In processing a file split a Record Reader must sync to the start
of
a block and read past the end of the file split until it reaches
the
end of the current block. The record reader needs to know when it
has
reached a block boundary.
Note that Hadoop's SequenceFile currently reads a small amount of
metadata from the start of files but that this does not seem to affect
performance much.
You are right to note that Avro's data file currently requires metadata
to be also read from the end of the file. But there's currently a
proposal to change Avro's data file format:
https://issues.apache.org/jira/browse/AVRO-160
In short, the plan is to put metadata at the front of each block in the
file. Mapreduce applications would still need to read the sync marker
from the head of the file before processing a split, but would no longer
need to also read metadata from the end of the file.

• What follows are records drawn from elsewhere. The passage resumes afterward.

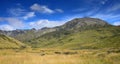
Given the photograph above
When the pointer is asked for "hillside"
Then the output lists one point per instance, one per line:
(9, 43)
(85, 33)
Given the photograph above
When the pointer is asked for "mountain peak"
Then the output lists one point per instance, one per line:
(84, 23)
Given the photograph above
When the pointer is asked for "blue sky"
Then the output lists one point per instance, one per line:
(27, 14)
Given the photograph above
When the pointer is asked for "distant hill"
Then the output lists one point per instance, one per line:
(28, 34)
(80, 33)
(10, 43)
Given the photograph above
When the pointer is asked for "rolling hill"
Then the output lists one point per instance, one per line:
(80, 33)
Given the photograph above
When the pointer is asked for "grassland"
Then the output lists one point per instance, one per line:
(52, 56)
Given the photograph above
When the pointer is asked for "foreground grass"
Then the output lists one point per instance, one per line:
(58, 57)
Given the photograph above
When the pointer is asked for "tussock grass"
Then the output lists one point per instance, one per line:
(50, 57)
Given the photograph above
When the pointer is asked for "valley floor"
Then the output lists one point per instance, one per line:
(49, 56)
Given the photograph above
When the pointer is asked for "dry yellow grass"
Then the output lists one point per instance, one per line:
(49, 57)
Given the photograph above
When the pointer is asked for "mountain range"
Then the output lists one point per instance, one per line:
(79, 33)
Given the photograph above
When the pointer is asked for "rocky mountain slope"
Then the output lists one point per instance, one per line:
(79, 33)
(87, 33)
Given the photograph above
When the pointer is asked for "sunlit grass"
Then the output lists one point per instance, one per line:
(50, 57)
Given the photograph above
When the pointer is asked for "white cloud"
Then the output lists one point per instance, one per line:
(45, 23)
(14, 22)
(16, 11)
(6, 27)
(103, 1)
(116, 23)
(41, 9)
(115, 7)
(29, 15)
(59, 10)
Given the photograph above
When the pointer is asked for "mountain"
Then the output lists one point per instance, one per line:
(79, 33)
(28, 34)
(10, 43)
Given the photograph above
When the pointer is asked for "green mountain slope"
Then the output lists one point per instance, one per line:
(108, 37)
(87, 33)
(9, 43)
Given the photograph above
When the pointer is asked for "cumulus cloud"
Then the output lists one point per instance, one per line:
(113, 8)
(16, 11)
(45, 23)
(6, 27)
(29, 15)
(116, 23)
(15, 22)
(59, 10)
(41, 8)
(11, 22)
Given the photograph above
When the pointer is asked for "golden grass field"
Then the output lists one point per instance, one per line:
(46, 56)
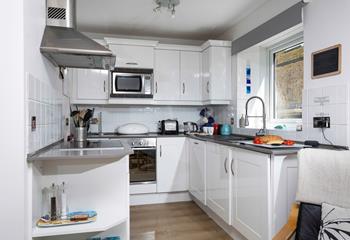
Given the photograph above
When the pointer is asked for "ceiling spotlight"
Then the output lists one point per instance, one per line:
(168, 4)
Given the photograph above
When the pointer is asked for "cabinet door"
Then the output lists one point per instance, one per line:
(220, 73)
(172, 165)
(91, 84)
(251, 181)
(167, 75)
(197, 169)
(190, 76)
(205, 75)
(131, 56)
(218, 179)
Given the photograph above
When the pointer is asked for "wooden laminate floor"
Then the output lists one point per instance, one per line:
(173, 221)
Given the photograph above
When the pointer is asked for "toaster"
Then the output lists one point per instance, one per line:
(169, 127)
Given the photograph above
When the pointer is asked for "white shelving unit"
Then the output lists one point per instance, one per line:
(102, 186)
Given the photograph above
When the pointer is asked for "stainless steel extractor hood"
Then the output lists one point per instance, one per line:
(66, 47)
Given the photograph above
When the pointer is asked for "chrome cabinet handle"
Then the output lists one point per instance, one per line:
(132, 63)
(160, 151)
(233, 173)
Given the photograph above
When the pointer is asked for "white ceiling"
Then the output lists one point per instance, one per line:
(195, 19)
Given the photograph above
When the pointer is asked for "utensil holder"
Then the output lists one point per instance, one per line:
(80, 134)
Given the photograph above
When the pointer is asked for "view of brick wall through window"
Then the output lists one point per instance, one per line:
(288, 80)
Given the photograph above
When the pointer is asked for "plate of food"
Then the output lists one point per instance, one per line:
(272, 141)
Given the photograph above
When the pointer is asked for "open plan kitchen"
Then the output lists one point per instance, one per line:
(175, 120)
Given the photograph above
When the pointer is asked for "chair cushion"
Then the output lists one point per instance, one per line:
(309, 222)
(335, 223)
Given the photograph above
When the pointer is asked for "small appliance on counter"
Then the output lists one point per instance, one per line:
(190, 127)
(225, 130)
(133, 129)
(169, 127)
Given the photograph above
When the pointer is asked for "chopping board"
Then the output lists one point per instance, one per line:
(269, 146)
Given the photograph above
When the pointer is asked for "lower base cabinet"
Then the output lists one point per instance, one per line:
(218, 173)
(172, 165)
(197, 169)
(250, 191)
(250, 194)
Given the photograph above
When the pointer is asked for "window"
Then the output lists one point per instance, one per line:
(287, 80)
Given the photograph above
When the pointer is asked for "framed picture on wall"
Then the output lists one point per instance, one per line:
(326, 62)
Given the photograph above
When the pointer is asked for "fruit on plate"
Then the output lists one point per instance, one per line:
(288, 142)
(268, 139)
(257, 141)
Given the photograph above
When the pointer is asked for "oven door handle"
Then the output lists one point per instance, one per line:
(151, 148)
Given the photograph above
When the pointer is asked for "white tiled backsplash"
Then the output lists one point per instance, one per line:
(114, 117)
(45, 102)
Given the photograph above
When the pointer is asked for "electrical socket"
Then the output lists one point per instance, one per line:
(322, 122)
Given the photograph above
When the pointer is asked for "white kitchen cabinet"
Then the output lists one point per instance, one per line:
(89, 85)
(172, 165)
(218, 179)
(190, 76)
(197, 169)
(251, 194)
(167, 75)
(216, 74)
(133, 56)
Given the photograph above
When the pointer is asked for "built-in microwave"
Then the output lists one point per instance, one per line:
(132, 83)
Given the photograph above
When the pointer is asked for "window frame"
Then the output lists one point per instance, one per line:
(284, 44)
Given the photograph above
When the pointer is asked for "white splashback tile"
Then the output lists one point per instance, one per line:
(337, 113)
(44, 101)
(313, 95)
(314, 111)
(336, 94)
(114, 117)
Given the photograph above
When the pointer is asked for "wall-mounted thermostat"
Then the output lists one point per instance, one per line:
(326, 62)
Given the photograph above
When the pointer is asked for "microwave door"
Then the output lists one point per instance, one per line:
(128, 84)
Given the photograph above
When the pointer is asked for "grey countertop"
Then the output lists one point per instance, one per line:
(115, 147)
(233, 141)
(224, 140)
(102, 150)
(121, 136)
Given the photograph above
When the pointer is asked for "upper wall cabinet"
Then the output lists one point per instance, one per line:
(167, 75)
(177, 74)
(183, 75)
(190, 76)
(89, 86)
(216, 73)
(132, 53)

Your proposal to read sync markers and/or metadata when constructing
splits has the downside that it could serialize something that's
otherwise done in parallel. For example, let's assume your jobs has
1000 input files each with 10 splits on a 100 node cluster. With your
proposal you'd need to open and read the headers of 1000 files in the
client at job submit time. Having map tasks read these instead would
result in 10,000 reads of metadata, but they'd happen in parallel, 100
or more at a time, and all but the first for each file would probably
not require a seek. The job client could be written to do these in
parallel using a thread pool, but I doubt there would be much net job
speedup, since the amount of metadata is small and fits in a packet or
two.
It is possible for an error to occur when processing an Avro
record.
A RecordReader should never just stop on an error and throw an
exception. When an error occurs the Avro RecordReader should sync
to
the next block and continue reading.
I agree that ignoring errors should be possible, but it isn't always
best.
The RecordReader needs to be able to get the current position in
the
file to determine when it has reached the end of file split.
Yes, DataFileReader() should probably have a tell() method.
Some re-factoring of DataFileReader.java would allow the class to be
used
by an Avro RecordReader. The following enhancements are being proposed.
Add a constructor which allows the metadata to be passed as a
parameter. The new proposed constructor will not sync to the end
of
the file and read the metadata.
I think AVRO-160 will mostly obviate the need for this.
Add a getBlockCount() method which returns the blockCount. This
will
allow the a RecordReader to determine when to stop reading by
checking if the blockCount is zero after reading pass the end of
the
file split.
Won't a tell() method be sufficient for this? With block-based i/o and
compression, tell() will generally return the position of the beginning
of the current block, i.e., will not be incremented except when block
boundaries are crossed.
Add a syncReset() method which will sync to the next block marker
and
reset the blockCount. This method is used by the record reader to
move to the next block when an error occurs and continue reading.
Wouldn't sync(tell()) implement this?
Add a tell() method which will return the current position in the
file. This is used by the record reader to determine when it has
read
past the end of a file split.
+1 This is certainly needed.
If I make these changes, is there interest in have these changes
contributed back to Avro.
Please file a Jira issue for each that you intend to implement and
discussion can continue there.
Cheers,
Doug